I think there is enough there that there is a reasonable probability its soluble with a single unit, with a cascade as a backup solution in extremis. If you can't find an installer to do the 12kW Vaillant plus backup heater, then you need to refine some calculations to nail an alternative. That's probably a good idea anyway TBH, gross oversizing is nearly as bad as under sizing, so you want to get it as right as possible at this level of loss.
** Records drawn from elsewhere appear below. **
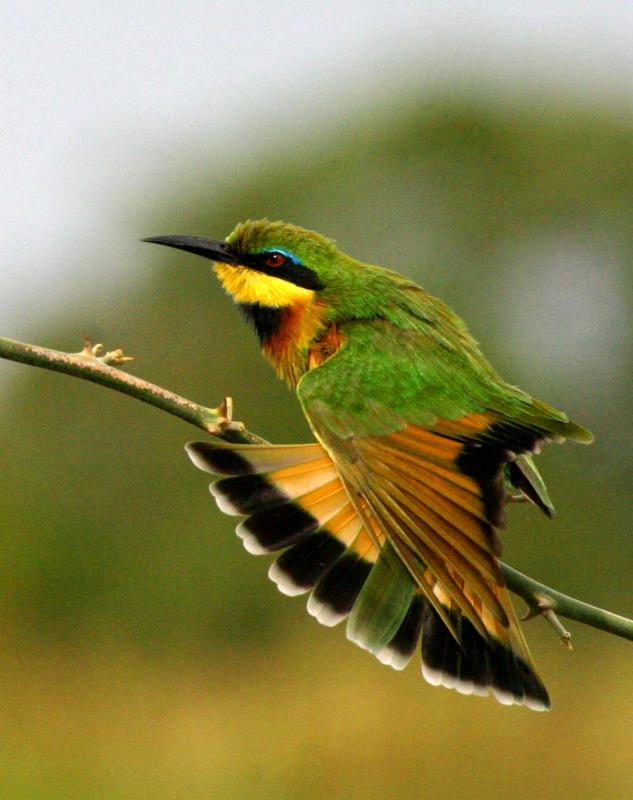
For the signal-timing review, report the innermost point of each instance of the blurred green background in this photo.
(144, 652)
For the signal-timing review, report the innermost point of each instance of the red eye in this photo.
(275, 260)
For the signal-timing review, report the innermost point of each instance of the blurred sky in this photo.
(100, 97)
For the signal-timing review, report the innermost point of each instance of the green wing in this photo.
(426, 437)
(385, 377)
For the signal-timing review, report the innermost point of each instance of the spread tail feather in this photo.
(295, 502)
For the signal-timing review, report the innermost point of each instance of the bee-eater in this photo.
(389, 518)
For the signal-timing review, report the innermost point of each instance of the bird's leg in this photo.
(225, 421)
(543, 605)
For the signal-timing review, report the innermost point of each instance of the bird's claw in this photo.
(108, 359)
(543, 607)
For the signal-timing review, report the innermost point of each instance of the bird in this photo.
(389, 518)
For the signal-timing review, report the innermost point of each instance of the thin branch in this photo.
(90, 366)
(542, 599)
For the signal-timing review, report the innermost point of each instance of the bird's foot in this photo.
(543, 606)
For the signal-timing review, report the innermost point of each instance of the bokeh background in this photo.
(486, 150)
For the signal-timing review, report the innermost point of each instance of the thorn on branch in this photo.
(225, 421)
(110, 358)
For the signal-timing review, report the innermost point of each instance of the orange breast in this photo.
(302, 341)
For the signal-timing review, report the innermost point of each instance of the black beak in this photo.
(215, 249)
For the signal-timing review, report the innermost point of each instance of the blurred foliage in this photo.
(146, 655)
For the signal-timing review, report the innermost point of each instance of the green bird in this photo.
(387, 520)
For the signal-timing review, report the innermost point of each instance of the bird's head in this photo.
(271, 264)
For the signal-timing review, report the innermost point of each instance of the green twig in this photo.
(90, 366)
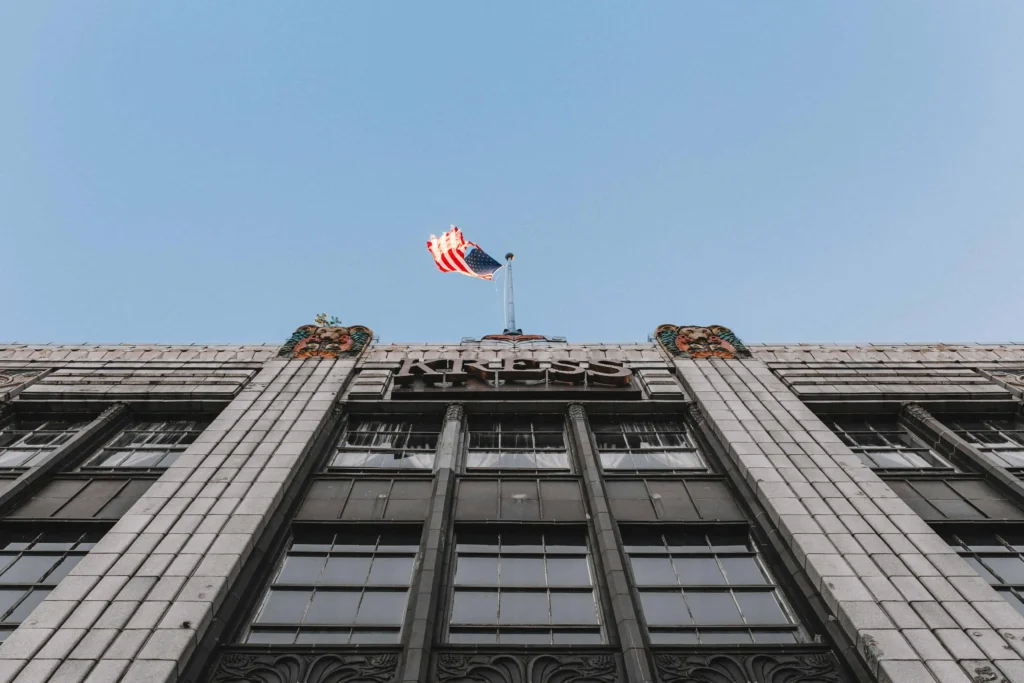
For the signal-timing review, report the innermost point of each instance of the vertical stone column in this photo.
(627, 622)
(421, 625)
(135, 607)
(913, 609)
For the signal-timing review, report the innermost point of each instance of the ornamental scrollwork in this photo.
(240, 668)
(744, 668)
(453, 668)
(327, 339)
(713, 341)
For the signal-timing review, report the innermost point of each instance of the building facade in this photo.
(512, 509)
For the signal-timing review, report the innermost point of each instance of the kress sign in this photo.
(464, 375)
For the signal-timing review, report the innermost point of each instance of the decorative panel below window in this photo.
(940, 500)
(519, 500)
(668, 500)
(699, 588)
(32, 563)
(344, 588)
(83, 499)
(523, 587)
(353, 500)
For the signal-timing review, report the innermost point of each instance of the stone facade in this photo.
(875, 589)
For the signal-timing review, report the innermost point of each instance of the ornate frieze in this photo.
(555, 668)
(327, 339)
(747, 668)
(245, 667)
(713, 341)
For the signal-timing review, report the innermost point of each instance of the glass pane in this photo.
(382, 607)
(713, 607)
(333, 607)
(572, 608)
(664, 608)
(522, 607)
(474, 607)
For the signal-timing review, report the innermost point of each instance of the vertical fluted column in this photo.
(627, 622)
(421, 620)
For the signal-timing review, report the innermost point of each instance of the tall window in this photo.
(340, 588)
(707, 588)
(647, 444)
(147, 444)
(1001, 438)
(885, 443)
(517, 443)
(387, 443)
(32, 563)
(25, 443)
(998, 558)
(523, 587)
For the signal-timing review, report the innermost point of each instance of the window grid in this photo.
(647, 444)
(25, 443)
(517, 443)
(349, 587)
(1004, 439)
(713, 588)
(387, 444)
(998, 558)
(150, 444)
(523, 587)
(32, 563)
(886, 444)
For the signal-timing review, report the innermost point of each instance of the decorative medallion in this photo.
(526, 669)
(744, 668)
(713, 341)
(327, 339)
(243, 667)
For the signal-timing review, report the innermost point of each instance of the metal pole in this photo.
(509, 302)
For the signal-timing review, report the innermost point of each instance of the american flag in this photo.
(450, 254)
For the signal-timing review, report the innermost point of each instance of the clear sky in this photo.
(797, 171)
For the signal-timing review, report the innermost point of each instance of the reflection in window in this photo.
(339, 588)
(395, 444)
(706, 589)
(25, 443)
(1004, 439)
(998, 558)
(148, 444)
(523, 587)
(517, 443)
(31, 565)
(649, 444)
(885, 443)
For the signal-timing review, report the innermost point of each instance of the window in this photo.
(651, 444)
(516, 443)
(885, 443)
(699, 588)
(1004, 439)
(523, 587)
(998, 558)
(348, 587)
(32, 563)
(25, 443)
(393, 443)
(147, 444)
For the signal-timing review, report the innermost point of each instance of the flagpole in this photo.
(509, 302)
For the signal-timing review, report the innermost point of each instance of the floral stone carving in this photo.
(713, 341)
(239, 668)
(526, 669)
(747, 668)
(327, 339)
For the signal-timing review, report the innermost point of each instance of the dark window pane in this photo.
(664, 608)
(521, 607)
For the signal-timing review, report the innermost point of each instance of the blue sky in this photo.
(800, 171)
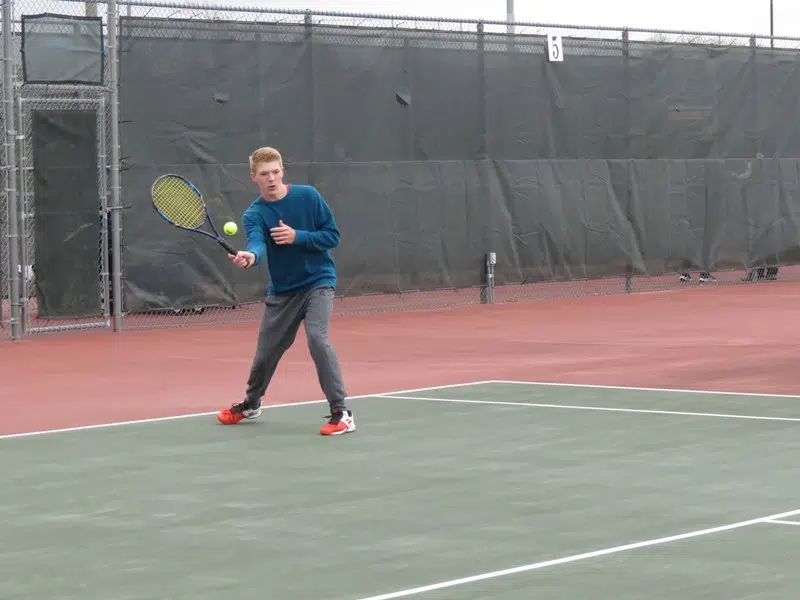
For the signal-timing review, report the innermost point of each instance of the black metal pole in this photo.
(772, 23)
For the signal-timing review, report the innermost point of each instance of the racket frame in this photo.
(207, 218)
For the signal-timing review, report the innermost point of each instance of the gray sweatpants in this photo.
(282, 318)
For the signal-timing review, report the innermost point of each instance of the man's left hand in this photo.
(282, 234)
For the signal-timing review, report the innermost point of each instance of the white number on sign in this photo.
(555, 48)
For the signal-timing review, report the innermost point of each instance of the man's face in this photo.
(268, 176)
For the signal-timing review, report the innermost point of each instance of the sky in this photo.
(747, 17)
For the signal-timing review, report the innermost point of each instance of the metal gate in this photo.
(32, 321)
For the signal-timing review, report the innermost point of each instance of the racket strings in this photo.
(179, 203)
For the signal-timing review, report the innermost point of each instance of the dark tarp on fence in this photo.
(434, 148)
(60, 49)
(68, 221)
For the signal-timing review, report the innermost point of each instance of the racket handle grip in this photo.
(227, 246)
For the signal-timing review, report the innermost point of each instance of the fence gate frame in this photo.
(65, 101)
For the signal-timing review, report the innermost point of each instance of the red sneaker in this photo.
(237, 412)
(340, 422)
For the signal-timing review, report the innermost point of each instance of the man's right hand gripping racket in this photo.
(180, 203)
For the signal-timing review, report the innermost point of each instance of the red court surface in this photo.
(727, 338)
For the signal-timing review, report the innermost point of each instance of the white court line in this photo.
(595, 408)
(639, 389)
(575, 558)
(205, 414)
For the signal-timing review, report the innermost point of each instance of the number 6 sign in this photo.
(555, 50)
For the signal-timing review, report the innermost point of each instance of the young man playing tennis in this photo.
(293, 227)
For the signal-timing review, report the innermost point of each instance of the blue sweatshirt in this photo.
(306, 263)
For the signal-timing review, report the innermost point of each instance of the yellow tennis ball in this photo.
(230, 228)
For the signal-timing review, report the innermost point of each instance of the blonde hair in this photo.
(264, 154)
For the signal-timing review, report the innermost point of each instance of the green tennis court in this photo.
(483, 491)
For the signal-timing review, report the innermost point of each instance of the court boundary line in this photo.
(782, 522)
(214, 412)
(645, 389)
(590, 408)
(578, 557)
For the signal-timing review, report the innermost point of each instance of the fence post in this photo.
(115, 204)
(11, 171)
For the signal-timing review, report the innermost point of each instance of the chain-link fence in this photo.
(414, 128)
Is there any option to insulate?
Incidentally you need a good installer for this. Normally I would say avoid buffer tanks, LLHs and PHEs between heat pump and emitters at all cost (because it will increase your bills by 15%+ and make fault finding more difficult) but this might just be an exception. You really want someone who tries hard to avoid and, if they do conclude its absolutely necessary then have a really solid engineering justification and set it up properly. Not many are capable of doing that. If you have UFH in kitchen and rads elsewhere, rad sizing will be important too. Not much point having UFH designed to work at 35C and rads that need 55C because you will end up running at 55C and mixing down, sacrificing the efficiency benefit of the UFH. You may be looking at fancoils for some rooms; they are expensive (~£500 each) but that's peanuts compared with some of the figures you are quoting. I have been impressed with the one fancoil I have in my rather smaller (200sqm/7kW) house, I wish I'd fitted a few more so I could do decent cooling, and because they are nice and small.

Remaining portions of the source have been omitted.